The engineering team at ar engineers used ANSYS Composite PrepPost to model and analyze the composite layup of the doors. They simulated the composites design using a parametric model from CAD. This allowed them to show the feasibility of the composite design under loading conditions required for certification by Germanischer Lloyd, the classification society for marine vessels. They also analyzed composite failure behavior, buckling, and deformations. The parametric model and intuitive composite workflow allowed for simple design studies and quick changes to the composite layup. ANSYS Composite PrepPost provided detailed evaluations of connection points, proving that the composites design was feasible.
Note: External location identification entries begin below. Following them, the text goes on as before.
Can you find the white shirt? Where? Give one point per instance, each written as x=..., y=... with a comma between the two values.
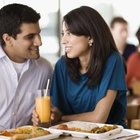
x=17, y=96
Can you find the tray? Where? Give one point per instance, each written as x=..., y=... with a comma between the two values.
x=53, y=134
x=86, y=134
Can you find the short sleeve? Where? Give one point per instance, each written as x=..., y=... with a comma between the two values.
x=113, y=76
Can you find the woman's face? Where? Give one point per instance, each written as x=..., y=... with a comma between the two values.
x=75, y=46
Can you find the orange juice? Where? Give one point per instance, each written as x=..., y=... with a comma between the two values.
x=43, y=108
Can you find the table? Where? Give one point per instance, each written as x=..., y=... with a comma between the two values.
x=125, y=132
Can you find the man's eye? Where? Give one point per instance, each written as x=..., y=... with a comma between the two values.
x=30, y=37
x=62, y=34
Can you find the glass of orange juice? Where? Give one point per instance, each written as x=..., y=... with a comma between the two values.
x=43, y=106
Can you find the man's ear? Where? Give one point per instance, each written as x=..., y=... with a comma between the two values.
x=7, y=39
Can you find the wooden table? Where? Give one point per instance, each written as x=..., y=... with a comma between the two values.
x=125, y=132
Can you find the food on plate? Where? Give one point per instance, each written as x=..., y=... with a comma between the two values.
x=25, y=132
x=63, y=127
x=87, y=128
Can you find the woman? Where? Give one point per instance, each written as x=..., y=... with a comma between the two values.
x=89, y=81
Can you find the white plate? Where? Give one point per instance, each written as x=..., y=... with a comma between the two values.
x=89, y=135
x=54, y=134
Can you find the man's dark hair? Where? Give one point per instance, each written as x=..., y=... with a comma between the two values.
x=138, y=35
x=12, y=16
x=117, y=20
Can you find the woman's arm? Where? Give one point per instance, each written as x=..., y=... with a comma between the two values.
x=99, y=114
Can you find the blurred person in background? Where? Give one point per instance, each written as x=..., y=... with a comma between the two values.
x=22, y=70
x=119, y=29
x=89, y=81
x=133, y=71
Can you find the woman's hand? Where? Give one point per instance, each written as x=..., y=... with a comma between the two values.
x=55, y=115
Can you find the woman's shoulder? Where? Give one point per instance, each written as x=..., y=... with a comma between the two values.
x=115, y=56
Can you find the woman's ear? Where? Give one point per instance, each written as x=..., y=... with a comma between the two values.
x=90, y=42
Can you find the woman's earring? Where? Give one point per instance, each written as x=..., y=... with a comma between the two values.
x=90, y=43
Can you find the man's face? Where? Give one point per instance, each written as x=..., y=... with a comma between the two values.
x=26, y=45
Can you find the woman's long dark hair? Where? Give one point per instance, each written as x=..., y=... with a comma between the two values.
x=88, y=22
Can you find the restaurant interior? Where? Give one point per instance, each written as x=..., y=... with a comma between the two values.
x=51, y=16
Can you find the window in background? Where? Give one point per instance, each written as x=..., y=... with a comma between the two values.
x=49, y=23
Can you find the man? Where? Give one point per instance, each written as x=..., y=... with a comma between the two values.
x=22, y=70
x=119, y=29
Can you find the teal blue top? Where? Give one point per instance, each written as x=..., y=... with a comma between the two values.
x=72, y=98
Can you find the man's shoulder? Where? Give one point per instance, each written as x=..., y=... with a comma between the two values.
x=130, y=46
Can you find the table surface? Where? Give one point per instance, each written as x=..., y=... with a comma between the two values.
x=125, y=132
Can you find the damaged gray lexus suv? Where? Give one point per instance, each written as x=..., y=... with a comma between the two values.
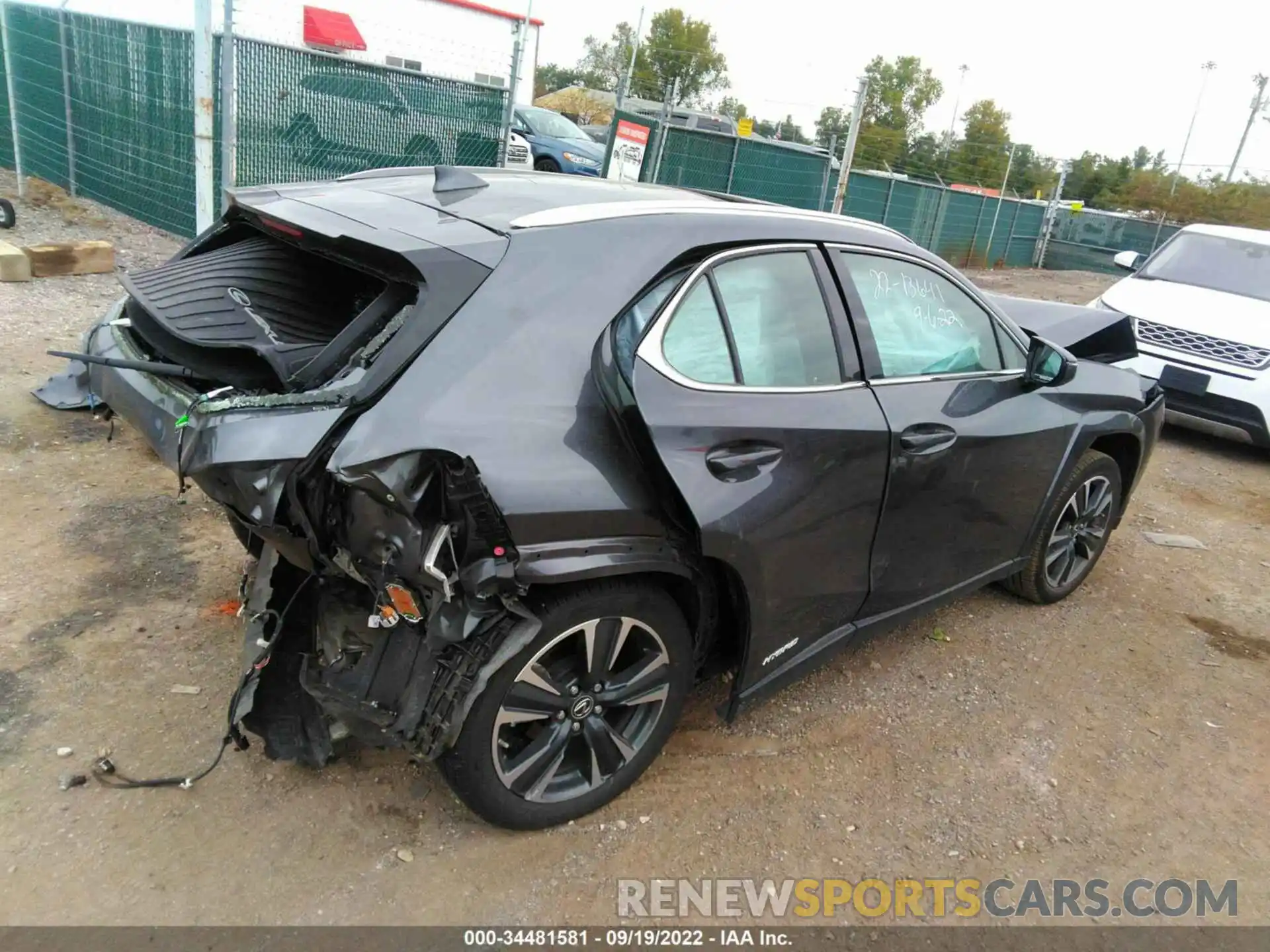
x=525, y=457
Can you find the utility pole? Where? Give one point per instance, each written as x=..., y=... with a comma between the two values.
x=956, y=106
x=205, y=100
x=849, y=151
x=992, y=231
x=624, y=87
x=229, y=108
x=1257, y=104
x=1052, y=215
x=1173, y=190
x=523, y=31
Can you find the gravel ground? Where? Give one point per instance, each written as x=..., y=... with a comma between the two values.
x=1122, y=733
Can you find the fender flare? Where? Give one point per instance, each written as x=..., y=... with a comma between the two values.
x=1121, y=422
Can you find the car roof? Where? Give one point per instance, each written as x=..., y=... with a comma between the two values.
x=1232, y=231
x=515, y=201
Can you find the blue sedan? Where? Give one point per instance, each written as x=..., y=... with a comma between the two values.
x=558, y=143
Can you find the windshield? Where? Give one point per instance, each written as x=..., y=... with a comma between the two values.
x=1214, y=263
x=544, y=122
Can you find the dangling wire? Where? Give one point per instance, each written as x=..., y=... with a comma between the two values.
x=105, y=771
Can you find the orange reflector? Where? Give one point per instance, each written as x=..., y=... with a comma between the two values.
x=404, y=602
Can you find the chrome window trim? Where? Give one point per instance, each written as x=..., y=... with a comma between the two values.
x=601, y=211
x=651, y=348
x=930, y=377
x=964, y=286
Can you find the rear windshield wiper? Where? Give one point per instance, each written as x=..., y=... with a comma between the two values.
x=161, y=370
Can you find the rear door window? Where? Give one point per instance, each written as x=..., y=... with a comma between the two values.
x=923, y=324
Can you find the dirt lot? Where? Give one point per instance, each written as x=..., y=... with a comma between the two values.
x=1123, y=733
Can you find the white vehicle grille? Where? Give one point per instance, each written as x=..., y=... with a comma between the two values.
x=1203, y=346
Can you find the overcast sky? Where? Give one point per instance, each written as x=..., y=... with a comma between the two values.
x=1103, y=77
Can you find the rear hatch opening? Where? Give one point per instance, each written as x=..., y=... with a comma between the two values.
x=259, y=313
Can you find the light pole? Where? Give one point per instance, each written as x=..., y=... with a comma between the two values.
x=1173, y=190
x=956, y=106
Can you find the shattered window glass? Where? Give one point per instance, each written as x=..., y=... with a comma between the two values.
x=694, y=343
x=921, y=321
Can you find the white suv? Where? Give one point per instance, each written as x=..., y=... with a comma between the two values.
x=1201, y=309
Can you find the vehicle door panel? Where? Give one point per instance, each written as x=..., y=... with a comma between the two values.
x=784, y=483
x=973, y=450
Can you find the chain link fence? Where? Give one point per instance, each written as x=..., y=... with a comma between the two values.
x=304, y=114
x=105, y=110
x=1089, y=240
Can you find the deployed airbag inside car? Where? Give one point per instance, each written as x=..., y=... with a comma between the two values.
x=253, y=314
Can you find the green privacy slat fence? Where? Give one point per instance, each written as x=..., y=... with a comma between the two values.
x=1087, y=240
x=131, y=106
x=309, y=116
x=775, y=173
x=130, y=92
x=955, y=225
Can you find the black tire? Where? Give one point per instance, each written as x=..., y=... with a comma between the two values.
x=575, y=789
x=1056, y=568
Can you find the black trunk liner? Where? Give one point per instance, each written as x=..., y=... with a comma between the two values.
x=252, y=314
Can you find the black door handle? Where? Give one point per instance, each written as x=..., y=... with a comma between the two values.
x=741, y=460
x=926, y=438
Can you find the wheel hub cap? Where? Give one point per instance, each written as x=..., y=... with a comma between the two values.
x=1080, y=532
x=552, y=740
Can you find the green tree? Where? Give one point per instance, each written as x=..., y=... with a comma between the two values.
x=832, y=122
x=603, y=65
x=900, y=93
x=549, y=78
x=984, y=151
x=792, y=132
x=683, y=50
x=1033, y=173
x=923, y=159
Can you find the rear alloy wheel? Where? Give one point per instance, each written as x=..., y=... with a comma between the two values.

This enabled a very accurate cost estimate to be provided within five days.

Operational Impact

The use of ANSYS Composite PrepPost by the engineering team at ar engineers resulted in a significant reduction in the weight of the yacht's doors. This not only helped the yacht meet weight specifications but also demonstrated the feasibility of using carbon composites materials in the design. The parametric model and intuitive composite workflow allowed for simple design studies and quick changes to the composite layup, enhancing the efficiency of the design process. Furthermore, the detailed evaluations of connection points provided by ANSYS Composite PrepPost contributed to the overall quality and reliability of the design.

Quantitative Benefit

The engineering team reduced the weight of the doors by 70 percent using ANSYS simulation.
The composites design was proven feasible, allowing a very accurate cost estimate to be provided within five days.